By Todd Cohen
Nonprofits should make it their business to strengthen their partnerships with business.
Those partnerships can benefit nonprofits and businesses alike.
Nonprofits are searching for ways to stretch their limited resources so they can meet rising demand for services fueled by the wounded economy.
And businesses, also slammed by the economic crisis, are looking for ways to build their brand and stretch the limited dollars they have to support community causes.
A simple solution for both groups is to find ways to work more closely with one another, particularly by putting business employees to work as nonprofit volunteers.
Volunteers, whether they serve on boards, work with clients or handle back-office assignments, add expertise and new energy and ideas to a nonprofit.
And employees’ volunteer experience can yield a high return on investment for their employers, whether or not the employees are permitted to volunteer on company time.
Not only does volunteering give employees the kind of professional-development training and hands-on experience their employers otherwise might not provide, but it also can make employees feel better about the companies they work for.
Research consistently has shown good corporate citizens are more likely to keep and attract employees.
Matching nonprofits that need volunteers with businesses looking for ways to encourage employee volunteerism also can be great way to build “social capital,” or the social connections within a community.
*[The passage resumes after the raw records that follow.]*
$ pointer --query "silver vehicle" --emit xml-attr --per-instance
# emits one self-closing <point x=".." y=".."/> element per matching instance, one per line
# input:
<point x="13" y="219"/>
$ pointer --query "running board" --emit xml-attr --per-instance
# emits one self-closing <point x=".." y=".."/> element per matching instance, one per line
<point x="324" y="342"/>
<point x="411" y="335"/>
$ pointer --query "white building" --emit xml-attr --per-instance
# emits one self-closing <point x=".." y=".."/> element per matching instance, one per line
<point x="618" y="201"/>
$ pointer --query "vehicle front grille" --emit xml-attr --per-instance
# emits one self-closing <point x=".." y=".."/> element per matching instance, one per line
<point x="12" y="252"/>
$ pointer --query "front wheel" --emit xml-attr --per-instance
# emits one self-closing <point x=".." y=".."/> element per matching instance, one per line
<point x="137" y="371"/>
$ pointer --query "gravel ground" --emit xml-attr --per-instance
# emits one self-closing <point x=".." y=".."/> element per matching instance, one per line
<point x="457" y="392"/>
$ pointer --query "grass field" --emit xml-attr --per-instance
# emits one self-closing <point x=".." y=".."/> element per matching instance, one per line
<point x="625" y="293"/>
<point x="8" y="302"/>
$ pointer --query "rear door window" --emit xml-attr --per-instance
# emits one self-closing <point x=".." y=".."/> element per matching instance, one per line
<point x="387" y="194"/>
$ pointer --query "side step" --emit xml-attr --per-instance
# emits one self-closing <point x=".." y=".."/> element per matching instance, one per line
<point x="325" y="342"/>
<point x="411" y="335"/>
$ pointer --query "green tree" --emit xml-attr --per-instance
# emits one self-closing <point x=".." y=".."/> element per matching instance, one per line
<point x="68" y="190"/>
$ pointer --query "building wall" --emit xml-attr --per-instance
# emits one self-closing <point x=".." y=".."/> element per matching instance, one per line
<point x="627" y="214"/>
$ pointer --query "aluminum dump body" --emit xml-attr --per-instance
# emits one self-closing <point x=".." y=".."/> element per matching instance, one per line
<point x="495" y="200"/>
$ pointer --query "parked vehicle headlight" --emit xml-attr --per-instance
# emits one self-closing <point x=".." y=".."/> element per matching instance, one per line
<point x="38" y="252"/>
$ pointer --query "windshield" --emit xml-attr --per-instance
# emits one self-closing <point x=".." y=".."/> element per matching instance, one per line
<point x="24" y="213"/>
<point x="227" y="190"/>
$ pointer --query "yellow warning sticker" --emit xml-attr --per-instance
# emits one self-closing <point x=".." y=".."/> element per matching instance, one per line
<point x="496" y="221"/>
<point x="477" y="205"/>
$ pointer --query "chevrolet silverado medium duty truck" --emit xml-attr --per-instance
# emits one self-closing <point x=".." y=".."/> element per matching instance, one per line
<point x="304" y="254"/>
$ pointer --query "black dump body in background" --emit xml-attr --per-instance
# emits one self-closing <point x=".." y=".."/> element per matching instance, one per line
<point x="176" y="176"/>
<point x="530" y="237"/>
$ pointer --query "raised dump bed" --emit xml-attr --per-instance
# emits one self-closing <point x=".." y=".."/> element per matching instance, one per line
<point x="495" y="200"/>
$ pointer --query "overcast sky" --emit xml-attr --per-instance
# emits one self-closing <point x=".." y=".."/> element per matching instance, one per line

Some communities already have organizations or programs — volunteer centers, United Ways, executive service programs and chambers of commerce — that can serve as a volunteer broker between nonprofits and businesses.
And in communities that lack such programs, those groups as well as community foundations can step up and play that role.
Philanthropy and the nonprofit sector should be all about building community by boosting the capacity of people and places in need.
Sadly, much of philanthropy and the nonprofit sector has become all about building empires for individual nonprofits and philanthropic organizations.
By working together to encourage and broker corporate volunteerism, nonprofits, companies and other groups can help strengthen the culture of philanthropy in their community.